Nomads were the first settlers in the Thames Valley

The Thames at Beale Park
The Thames at Beale Park

Nomadic family groups, whose beliefs were shaped around their dependence on nature and the changing seasons, were the first to settle in the Thames Valley.

Following that, people began to grow crops and keep domesticated animals and settled into larger groups.

These settled communities were more structured and their beliefs and ceremonies were based more on ancestry and the control of land.

People are buried near the Thames

Cock Marsh in Cookham
Cock Marsh in Cookham (Image: David Hillas)

There are burial mounds and barrows near the Thames which may have had ritual meaning.

These include Cock Marsh at Cookham, which has four circular Bronze Age burial mounds.

You can still spot them if you were to visit.

Fierce battles have been fought beside the river

The Thames at Waterside Park, Reading
The Thames at Waterside Park, Reading

The tranquil, peaceful river you see today hasn’t always been like that.

In fact, in the past it has been the backdrop to some gruesome battles.

As recently as the Second World War, soldiers patrolled the banks.

It has seen battles including the Siege of Reading, where Caversham Bridge was captured, as well as ferocious tear ups during the Iron Age.

Earth banks were used as part of settlement defences

The Thames at Dorchester
The Thames at Dorchester (Image: Copyright:Steve Daniels)

People living the river would build large earth banks around their land and settlements.

In towns like Abingdon and Dorchester, stretches of river formed part of their defences.

The Thames was a border between two tribes

The Thames at Pangbourne
The Thames at Pangbourne

Coins found north and south of the Thames were made by different tribes — the Catuvellauni and Atrebates.

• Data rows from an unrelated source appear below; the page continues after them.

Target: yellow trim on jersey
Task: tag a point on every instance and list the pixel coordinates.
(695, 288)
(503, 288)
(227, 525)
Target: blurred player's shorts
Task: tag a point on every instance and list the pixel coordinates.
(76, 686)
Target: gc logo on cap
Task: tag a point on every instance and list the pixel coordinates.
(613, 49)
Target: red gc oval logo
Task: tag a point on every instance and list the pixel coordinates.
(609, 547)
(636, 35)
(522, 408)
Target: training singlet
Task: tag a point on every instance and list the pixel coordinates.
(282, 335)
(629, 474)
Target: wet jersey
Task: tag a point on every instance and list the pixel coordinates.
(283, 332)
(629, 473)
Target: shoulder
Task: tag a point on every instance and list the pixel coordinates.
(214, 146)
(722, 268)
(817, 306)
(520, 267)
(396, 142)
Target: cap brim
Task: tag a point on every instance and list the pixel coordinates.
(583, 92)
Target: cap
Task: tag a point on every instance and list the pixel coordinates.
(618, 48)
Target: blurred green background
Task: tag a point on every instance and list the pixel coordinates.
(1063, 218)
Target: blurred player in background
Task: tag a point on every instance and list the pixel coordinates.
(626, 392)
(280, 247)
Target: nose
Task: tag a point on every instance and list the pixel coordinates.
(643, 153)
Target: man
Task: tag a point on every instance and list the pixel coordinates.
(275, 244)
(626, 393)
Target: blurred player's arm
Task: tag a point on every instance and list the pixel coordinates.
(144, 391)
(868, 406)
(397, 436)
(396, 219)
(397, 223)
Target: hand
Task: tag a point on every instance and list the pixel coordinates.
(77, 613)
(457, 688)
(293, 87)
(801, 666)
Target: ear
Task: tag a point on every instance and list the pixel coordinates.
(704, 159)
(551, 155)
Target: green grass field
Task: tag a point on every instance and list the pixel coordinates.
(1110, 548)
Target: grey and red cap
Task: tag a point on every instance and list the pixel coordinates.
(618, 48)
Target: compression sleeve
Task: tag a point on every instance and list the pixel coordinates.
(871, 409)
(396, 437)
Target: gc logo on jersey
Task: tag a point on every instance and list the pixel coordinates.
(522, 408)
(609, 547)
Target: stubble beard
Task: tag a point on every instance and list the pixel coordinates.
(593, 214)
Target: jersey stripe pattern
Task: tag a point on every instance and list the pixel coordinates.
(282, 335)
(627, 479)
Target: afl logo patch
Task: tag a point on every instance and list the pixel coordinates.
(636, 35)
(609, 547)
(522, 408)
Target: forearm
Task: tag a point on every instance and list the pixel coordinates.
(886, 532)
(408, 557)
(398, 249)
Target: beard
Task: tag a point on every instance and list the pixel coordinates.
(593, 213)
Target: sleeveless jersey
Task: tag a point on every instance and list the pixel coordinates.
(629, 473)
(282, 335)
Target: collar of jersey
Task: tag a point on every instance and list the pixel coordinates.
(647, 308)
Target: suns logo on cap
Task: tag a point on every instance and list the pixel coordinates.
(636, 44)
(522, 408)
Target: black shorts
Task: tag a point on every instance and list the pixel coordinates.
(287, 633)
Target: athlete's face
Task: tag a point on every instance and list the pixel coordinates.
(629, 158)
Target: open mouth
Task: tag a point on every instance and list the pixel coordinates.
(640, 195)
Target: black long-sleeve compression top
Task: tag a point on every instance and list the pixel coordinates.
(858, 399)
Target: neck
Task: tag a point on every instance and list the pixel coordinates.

This suggests the Thames was a border between their lands.

Iron Age weapons have been found in the Thames

Iron Age weapons like swords and shields have been found in the Thames, which are often twisted or broken.

They may have been dropped in the water as a sign of peace or to threaten the neighbouring tribe across the river.

A whale swam up it

Rescuers manoeuvre a northern bottle-nosed whale from the Thames in 2006
Rescuers manoeuvre a northern bottle-nosed whale from the Thames in 2006

Not in Berkshire, but in 2006 a northern bottle-nosed whale swam up and got stuck in the Thames in London.

Other sea-bound mammals to take a shine to the river include a beluga and a humpback whale.